What not to do when using a microphone

  • It takes a lot of input to make an event successful. So many factors may not go as planned because they are beyond your control. However it is important to do all you can to make the event a success for you and your audience. Even if you have spoken in many events such as this, you are never too experienced to do a mic check. Do not wait until it is your turn to speak to ask the audience if they can hear you. You should be confident enough on the performance of the mic before going on stage.
  • Whatever you do, steer away from the speakers. That screeching sound no only shows you are amateurs, it is also distracting. There is nothing wrong with being an amateur, what you need not do is announce it to all and sundry. Give them the impression you have done this all your life. If you ooze of confidence, the audience is likely to be keen on what you have to say.
  • Holding the microphone and not using it is a common mistake. If you have the microphone, kindly use it. It has a purpose. It is easy for a new user to forget that he has it in his hands. Try as much as possible not to forget.
  • A lavalier mic is supposed to be clipped on your clothing. It is designed that way.
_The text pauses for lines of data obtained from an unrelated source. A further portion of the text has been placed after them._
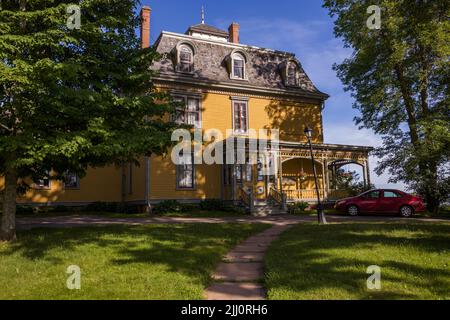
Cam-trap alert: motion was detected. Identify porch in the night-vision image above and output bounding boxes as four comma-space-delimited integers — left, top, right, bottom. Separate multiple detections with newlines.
222, 139, 373, 206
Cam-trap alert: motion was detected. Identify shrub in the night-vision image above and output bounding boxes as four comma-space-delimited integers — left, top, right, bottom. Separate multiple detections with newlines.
16, 205, 34, 214
84, 201, 118, 212
288, 201, 309, 214
153, 200, 182, 214
180, 203, 199, 212
200, 199, 229, 211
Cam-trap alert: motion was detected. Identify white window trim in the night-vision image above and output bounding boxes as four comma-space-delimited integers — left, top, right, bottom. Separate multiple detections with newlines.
33, 175, 52, 190
175, 153, 197, 191
64, 174, 80, 190
231, 98, 250, 135
176, 43, 195, 74
172, 92, 203, 129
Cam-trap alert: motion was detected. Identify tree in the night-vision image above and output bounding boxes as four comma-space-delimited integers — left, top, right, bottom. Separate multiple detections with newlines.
0, 0, 179, 240
324, 0, 450, 212
336, 168, 375, 196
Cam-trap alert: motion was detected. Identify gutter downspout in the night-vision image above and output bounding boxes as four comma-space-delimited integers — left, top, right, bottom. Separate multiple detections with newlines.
144, 156, 152, 213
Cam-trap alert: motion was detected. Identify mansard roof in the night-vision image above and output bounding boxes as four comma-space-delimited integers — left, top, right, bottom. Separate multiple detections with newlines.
186, 23, 228, 38
152, 30, 328, 100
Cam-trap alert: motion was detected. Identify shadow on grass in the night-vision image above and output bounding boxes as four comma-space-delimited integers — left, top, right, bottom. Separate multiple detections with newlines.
266, 223, 450, 299
0, 224, 269, 281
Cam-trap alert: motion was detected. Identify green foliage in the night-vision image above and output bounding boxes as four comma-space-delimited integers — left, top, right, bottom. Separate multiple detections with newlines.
200, 199, 226, 211
16, 205, 34, 214
83, 201, 139, 213
324, 0, 450, 214
288, 201, 309, 214
0, 0, 179, 202
336, 169, 375, 196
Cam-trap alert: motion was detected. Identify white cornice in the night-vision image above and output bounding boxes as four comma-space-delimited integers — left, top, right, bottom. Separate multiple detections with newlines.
155, 31, 295, 57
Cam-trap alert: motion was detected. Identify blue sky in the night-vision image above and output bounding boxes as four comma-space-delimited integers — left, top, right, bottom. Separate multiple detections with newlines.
142, 0, 404, 189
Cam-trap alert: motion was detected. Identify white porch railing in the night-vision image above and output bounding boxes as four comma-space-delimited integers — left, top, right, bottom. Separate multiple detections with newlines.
283, 189, 348, 200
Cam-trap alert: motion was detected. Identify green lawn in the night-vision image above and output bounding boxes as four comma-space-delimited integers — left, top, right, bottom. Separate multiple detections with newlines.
14, 210, 247, 218
0, 224, 269, 300
265, 222, 450, 299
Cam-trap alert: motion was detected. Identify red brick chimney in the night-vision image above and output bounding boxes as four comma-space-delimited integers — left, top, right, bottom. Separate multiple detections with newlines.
141, 6, 152, 48
228, 22, 239, 43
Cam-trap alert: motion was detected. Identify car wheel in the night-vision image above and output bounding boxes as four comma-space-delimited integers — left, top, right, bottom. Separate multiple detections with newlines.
400, 206, 414, 218
347, 205, 359, 216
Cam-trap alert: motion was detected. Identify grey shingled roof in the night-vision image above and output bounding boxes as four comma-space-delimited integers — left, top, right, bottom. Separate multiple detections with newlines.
152, 31, 328, 99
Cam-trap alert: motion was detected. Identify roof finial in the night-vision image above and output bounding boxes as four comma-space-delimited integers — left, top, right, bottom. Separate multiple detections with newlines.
202, 5, 205, 24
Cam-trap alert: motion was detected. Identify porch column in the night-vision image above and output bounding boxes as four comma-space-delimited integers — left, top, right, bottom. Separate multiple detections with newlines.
231, 164, 236, 202
280, 157, 283, 193
362, 161, 367, 189
366, 158, 370, 187
322, 159, 328, 199
220, 164, 226, 201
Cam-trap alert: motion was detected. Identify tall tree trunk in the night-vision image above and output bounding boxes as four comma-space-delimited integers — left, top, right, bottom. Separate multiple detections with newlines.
0, 168, 17, 241
395, 64, 419, 148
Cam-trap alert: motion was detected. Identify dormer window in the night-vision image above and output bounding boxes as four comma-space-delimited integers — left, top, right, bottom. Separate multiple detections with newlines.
178, 45, 194, 72
225, 49, 248, 80
286, 63, 297, 87
232, 53, 245, 79
280, 60, 299, 87
172, 41, 196, 73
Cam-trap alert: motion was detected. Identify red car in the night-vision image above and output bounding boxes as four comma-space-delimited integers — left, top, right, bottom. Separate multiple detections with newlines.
334, 189, 425, 218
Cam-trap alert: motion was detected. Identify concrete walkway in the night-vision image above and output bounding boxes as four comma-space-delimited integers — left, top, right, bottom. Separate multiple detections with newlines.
205, 220, 299, 300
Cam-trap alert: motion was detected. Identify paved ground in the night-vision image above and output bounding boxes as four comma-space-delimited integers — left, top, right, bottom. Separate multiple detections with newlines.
205, 219, 299, 300
17, 215, 450, 230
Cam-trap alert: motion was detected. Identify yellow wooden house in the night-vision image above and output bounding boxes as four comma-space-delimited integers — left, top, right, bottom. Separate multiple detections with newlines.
6, 7, 372, 211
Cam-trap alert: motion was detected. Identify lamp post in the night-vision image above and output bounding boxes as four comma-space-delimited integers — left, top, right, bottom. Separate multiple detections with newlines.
303, 127, 327, 224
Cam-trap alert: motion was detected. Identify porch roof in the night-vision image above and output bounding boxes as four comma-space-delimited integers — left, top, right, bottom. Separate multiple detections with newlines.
221, 136, 374, 153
Do not use it as a hand microphone.
  • Microphones that have the on and off switches can be an embarrassment. It is always off when the most important speaker wants to use it. I bet you have been in events where this happens. Worse, no one is able to switch it on so they run around looking for another mic.
  • Cupping the mic is something musicians do to create a boom. Leave that to them. Do not do this at an event unless you are trying to create the same impact musicians do.

Speaking in front of an audience is hard enough.  All you can do is prepare yourself then pray that Murphy’s Law does not catch up with you. If you are adequately prepared to address the audience, then you have nothing to worry about. Proper use of the microphone is important for the audiences who have taken time to come and listen to you. The least you can do is prepare adequately so the output is great for all in attendance.